Bush and Cheney have crippled America, but Gonzalez is poised to strike the killing blow. It is he, not Bush or Cheney who is the biggest threat this country faces.

Tuesday, March 06, 2007

Why Wait? The People Have The Power Of The Purse

The power of purse doesn’t just lie with the Congress, but with the tax-payer.

If on April the 15th the public filed income-tax extensions to delay the continued funding of policies with which the majority do not agree, and by which they do not benefit, then perhaps our government might finally act to satisfy the will of the people whom they are constitutionally, morally and legally bound to serve.

Why wait for 2008?


Now, I fully realize that the government isn't living from paycheck to paycheck (every April 15th) and plenty of people count on their refunds.

Deferring income-tax payments until August wouldn't change a damn thing. But the act of doing so, en-masse, as a protest, might keep the pressure on this profligate administration and provide further ammunition for the Democrats who are being stymied by an evenly split Senate in their efforts to end the Iraq occupation.

It wouldn't be an exercise in power, but perhaps in influence.

However, as brilliant as this idea is in theory, it has been brought to my attention that in may not be practical. Trouble is a hell of a lot of people simply can't afford to follow this suggestion.
Still, for those who can, why not?
And besides even if it is a stupid, impractical idea, so was the Iraq war and look at what an impression that made! If just the notion got some publicity, who knows what might happen ( hopefully nothing bad).



Perle's Lost Lustre

So there I was, face to face with the Prince of Darkness, Richard Perle.

According to my intelligence sources I’d have been justified in launching a unilateral strike in his ‘crotchal’ region, yelling “Whose your Baghdaddy now, bitch?!!!

But before I could act a nervous young man handed me his camera so that he, the only fan of Perle’s out of nearly 500 attendees, might have a memento of the day he met one of his heroes. He offered a paperback copy of one of Perle’s screeds for an autograph whilst I preserved the moment of political porn.

The dirty deed was done and then it was my turn.

Neuron’s fired chemo-electric charges across myriad synapses commanding my muscles into action and in the blinking of an eye I was shaking Perle’s hand and telling him “Good job!” and then he simply disappeared into the darkness from whence he came.

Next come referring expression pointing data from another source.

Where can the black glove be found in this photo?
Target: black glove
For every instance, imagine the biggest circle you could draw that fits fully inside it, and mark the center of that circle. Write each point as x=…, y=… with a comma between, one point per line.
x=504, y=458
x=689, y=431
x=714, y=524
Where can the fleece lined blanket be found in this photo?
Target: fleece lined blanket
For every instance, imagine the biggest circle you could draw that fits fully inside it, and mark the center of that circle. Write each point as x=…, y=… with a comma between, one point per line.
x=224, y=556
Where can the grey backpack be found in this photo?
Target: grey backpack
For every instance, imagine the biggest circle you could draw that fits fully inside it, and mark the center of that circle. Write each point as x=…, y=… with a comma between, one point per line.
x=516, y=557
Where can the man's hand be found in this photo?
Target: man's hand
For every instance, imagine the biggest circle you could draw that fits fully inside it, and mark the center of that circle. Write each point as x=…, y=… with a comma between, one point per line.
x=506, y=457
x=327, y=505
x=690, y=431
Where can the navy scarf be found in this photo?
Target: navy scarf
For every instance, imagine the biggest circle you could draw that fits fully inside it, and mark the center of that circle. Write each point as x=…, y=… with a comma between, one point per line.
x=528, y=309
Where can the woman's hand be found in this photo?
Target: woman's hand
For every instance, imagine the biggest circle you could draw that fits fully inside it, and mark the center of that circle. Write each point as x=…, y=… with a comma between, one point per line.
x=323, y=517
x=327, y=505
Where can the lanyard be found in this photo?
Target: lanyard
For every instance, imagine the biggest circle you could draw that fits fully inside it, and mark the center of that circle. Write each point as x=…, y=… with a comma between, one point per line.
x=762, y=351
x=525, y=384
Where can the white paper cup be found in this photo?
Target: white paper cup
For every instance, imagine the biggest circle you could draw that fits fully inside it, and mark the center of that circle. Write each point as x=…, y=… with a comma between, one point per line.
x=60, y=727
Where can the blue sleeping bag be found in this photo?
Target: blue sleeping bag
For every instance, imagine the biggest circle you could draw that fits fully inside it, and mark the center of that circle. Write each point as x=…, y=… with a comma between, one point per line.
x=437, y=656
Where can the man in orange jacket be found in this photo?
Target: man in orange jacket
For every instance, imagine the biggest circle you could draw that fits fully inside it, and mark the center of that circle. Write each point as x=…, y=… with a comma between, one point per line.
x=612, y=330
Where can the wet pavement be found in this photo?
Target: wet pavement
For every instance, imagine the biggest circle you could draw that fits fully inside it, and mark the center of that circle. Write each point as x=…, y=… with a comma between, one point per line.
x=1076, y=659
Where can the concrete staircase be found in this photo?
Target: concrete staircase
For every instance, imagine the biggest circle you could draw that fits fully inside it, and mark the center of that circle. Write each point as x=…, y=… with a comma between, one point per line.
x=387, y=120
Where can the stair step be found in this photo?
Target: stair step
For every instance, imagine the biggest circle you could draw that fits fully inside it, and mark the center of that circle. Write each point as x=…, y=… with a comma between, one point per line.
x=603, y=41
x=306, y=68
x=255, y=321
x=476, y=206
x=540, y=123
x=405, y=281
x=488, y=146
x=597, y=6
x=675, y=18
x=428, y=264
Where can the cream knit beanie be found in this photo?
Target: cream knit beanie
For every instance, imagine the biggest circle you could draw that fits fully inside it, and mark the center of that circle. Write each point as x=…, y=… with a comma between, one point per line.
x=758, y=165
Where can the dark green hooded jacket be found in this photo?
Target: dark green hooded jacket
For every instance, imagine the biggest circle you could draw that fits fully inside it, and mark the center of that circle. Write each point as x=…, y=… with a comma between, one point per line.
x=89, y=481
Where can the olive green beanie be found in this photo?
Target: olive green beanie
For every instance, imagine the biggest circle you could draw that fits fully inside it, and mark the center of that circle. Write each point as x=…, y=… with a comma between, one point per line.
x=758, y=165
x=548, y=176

No, I wasn’t having a nightmare.

Perle was attending as a panelist in one of a series of town-hall discussions being conducted by PBS, anchored on its new documentary series America at a Crossroads which will air in April.
This particular event was hosted at DePaul University’s Merle Reskin Theater (under the auspices of DePaul’s Offic of Islamic Studies in conjunction with the Global Voices lecture series) in Chicago and I just happened to be helping-out.

Why, given the opportunity, didn’t I take Perle to task for his active promotion of a policy that has killed many thousands of innocents?--because it would have been pointless; my complaints would have fallen on deaf ears, and besides there was no need.

Perle did actually do a “good job” during the discussion and the question period. Maintaining his usual specious arguments, flawed logic and revisionist rhetoric he clearly demonstrated his inadequate intellect, willful ignorance and the bankruptcy of the neo-con philosophies and policies.

Although he has opined of late that his fellow neocons have mismanaged US policy he still maintains the absurd underlying neocon philosophy of an imperial, militarily aggressive America ultimately benefits the global community. And though he no longer officially advises on US policy his fellow neocons are still entrenched in positions of power and influence.
Having committed to several more appearances anchored on the PBS series in which he will invariably face skeptical audiences Perle has unwittingly begun to knot the rope with which he will ultimately hang himself (and by association condemn his fellows) in full view of the public.

So ultimately that’s why I shook his hand and encouraged him, instead of berating him or punching him in the face. He has chosen to step into the light, he will shrivel under it, and there will be no one to blame except himself. And we all get to watch.